6. Synergies between World Bank, IFC and MIGA: The self-evaluation report points out that the recent internal reorganization of IEG aimed to assure more effective and consistent evaluations across the three member branches of the World Bank Group. This is welcome, but the report does not assess how past evaluations addressed the question of whether the World Bank, IFC and MIGA effectively capitalized on the potential synergies among the three organizations. The recent evaluation of the World Bank Group’s response to the global economic crisis of 2008/9 provided parallel assessments of each agency’s performance, but did not address whether they work together effectively in maximizing their synergies. The reality is that the three organizations have deeply engrained institutional cultures and generally go their own ways rather than closely coordinating their activities on the ground. Future evaluations should explicitly consider whether the three effectively cooperate or not. While the World Bank is unique in the way it has organizationally separated its private sector and guarantee operations, other aid organizations also have problems of a lack of cooperation, coordination and synergy among different units within the agency. Therefore, the same comment also applies to their evaluation approaches.


Self-evaluations are valuable tools for performance assessment and IEG is to be congratulated for carrying out and publishing such an evaluation of its own activities. As for all self-evaluations, it should be seen as an input to an independent external evaluation, a decision that, for now, has apparently been postponed by the Bank’s board of directors.

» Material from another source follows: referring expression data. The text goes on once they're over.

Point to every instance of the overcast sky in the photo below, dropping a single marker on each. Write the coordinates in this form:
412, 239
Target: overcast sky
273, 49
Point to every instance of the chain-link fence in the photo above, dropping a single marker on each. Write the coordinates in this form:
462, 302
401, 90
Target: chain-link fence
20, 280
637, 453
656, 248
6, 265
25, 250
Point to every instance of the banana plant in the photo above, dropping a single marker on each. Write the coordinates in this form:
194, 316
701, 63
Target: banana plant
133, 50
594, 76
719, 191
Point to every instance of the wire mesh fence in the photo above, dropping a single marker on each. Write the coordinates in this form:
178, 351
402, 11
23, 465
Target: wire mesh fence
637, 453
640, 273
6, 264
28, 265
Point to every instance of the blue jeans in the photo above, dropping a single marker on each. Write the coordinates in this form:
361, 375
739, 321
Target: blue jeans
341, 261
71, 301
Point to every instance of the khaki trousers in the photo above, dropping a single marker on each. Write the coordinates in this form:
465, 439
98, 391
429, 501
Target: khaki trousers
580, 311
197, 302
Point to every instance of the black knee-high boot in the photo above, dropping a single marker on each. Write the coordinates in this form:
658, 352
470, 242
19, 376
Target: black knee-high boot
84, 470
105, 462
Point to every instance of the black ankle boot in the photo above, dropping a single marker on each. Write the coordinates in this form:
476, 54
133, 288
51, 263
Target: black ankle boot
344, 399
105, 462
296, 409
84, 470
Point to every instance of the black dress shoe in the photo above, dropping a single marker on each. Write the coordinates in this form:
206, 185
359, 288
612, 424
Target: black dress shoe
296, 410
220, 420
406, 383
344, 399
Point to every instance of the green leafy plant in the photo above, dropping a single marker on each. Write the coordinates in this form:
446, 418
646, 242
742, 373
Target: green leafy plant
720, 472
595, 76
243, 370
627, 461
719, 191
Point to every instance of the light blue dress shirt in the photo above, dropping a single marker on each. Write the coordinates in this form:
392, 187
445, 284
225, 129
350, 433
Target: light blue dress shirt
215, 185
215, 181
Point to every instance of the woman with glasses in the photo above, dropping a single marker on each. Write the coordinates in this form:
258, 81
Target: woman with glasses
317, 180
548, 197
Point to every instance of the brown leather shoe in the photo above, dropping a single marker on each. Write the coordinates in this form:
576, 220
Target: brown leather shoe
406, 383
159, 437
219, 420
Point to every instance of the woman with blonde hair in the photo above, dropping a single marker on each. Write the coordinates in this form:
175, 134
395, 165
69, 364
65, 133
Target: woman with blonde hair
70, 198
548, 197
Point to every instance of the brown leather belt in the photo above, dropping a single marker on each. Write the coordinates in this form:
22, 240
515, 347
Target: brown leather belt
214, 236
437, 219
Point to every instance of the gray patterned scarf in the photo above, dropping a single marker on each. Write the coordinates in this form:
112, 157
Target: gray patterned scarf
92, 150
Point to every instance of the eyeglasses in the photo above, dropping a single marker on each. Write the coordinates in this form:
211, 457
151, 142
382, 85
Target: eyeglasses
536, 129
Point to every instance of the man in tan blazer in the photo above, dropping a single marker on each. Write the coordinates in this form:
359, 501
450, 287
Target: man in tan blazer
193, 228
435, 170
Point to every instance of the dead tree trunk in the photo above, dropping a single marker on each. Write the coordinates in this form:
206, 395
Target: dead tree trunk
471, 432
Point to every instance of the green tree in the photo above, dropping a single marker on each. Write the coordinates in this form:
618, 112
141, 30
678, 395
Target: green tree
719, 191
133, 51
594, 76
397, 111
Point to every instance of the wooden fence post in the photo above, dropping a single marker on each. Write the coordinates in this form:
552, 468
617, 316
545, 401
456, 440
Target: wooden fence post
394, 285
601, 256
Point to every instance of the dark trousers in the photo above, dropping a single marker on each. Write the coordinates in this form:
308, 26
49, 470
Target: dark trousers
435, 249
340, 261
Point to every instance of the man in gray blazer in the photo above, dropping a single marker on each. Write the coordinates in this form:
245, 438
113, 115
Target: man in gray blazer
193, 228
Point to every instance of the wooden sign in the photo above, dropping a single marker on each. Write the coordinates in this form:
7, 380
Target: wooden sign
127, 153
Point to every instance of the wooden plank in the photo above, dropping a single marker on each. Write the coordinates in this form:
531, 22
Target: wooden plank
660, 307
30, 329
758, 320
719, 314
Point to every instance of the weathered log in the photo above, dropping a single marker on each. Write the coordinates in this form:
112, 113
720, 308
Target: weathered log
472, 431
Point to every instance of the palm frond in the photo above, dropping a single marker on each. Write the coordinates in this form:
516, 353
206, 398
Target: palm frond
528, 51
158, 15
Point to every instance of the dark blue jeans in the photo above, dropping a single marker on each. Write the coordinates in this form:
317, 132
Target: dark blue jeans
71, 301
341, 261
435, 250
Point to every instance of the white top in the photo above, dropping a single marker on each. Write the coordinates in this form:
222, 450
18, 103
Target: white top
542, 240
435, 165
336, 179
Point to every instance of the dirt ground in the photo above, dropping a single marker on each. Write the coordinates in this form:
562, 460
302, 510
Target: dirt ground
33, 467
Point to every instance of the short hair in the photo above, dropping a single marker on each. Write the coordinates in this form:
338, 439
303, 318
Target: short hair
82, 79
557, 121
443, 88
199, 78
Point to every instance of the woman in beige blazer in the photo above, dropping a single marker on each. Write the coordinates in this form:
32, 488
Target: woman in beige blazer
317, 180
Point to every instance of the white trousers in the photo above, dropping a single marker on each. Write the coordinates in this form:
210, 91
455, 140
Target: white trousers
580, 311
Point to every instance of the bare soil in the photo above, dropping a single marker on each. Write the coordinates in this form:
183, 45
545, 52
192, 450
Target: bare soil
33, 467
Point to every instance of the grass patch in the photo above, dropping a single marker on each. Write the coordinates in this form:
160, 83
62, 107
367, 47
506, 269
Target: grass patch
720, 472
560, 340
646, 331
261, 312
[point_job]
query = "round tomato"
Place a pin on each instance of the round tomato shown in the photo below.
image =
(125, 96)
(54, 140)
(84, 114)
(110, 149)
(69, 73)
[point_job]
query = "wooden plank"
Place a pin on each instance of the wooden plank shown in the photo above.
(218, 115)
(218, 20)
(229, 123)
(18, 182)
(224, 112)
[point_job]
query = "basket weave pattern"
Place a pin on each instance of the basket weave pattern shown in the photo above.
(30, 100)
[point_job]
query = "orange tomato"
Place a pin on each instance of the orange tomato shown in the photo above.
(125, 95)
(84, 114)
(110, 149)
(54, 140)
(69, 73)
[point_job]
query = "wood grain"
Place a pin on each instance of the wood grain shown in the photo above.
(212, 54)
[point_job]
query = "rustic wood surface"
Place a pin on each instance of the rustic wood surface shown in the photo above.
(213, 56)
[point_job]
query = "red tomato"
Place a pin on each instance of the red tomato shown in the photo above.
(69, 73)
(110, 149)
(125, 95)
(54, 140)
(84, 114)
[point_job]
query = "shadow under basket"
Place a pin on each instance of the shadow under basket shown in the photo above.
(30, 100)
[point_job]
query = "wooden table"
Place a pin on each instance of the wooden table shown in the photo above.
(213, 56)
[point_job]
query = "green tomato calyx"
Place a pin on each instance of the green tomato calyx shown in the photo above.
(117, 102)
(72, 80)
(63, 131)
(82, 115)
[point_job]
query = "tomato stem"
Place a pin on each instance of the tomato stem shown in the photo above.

IEG’s self-evaluation has many strengths and provides an overall positive assessment of IEG’s work. However, it does reflect some important limitations of analysis and of certain gaps in approach and coverage, which an independent external review should consider explicitly, and which IEG’s management should address. Since many of these issues also likely apply to most of the other evaluation approaches by other evaluation offices, the lessons have relevance beyond IEG and the World Bank.

Key lessons include:

  • An evaluation of evaluations should focus not only on process, but also on the substantive issues that the institution is grappling with.
  • An evaluation of the effectiveness of evaluations should include a professional assessment of the quality of evaluation products.
  • An evaluation of evaluations should assess:
    o How effectively impact evaluations are used;
    o How scaling up of successful interventions is treated;
    o How the experience of other comparable institutions is utilized;
    o Whether and how the internal policies, management practices and incentives of the institution are effectively assessed;
    o Whether and how the governance of the institution is evaluated; and
    o Whether and how internal coordination, cooperation and synergy among units within the organizations are assessed.

Evaluations play an essential role in the accountability and learning of international aid organizations. Hence it is critical that evaluations address the right issues and use appropriate techniques. If the lessons above were reflected in the evaluation practices of the aid institutions, this would represent a significant step forward in the quality, relevance and likely impact of evaluations.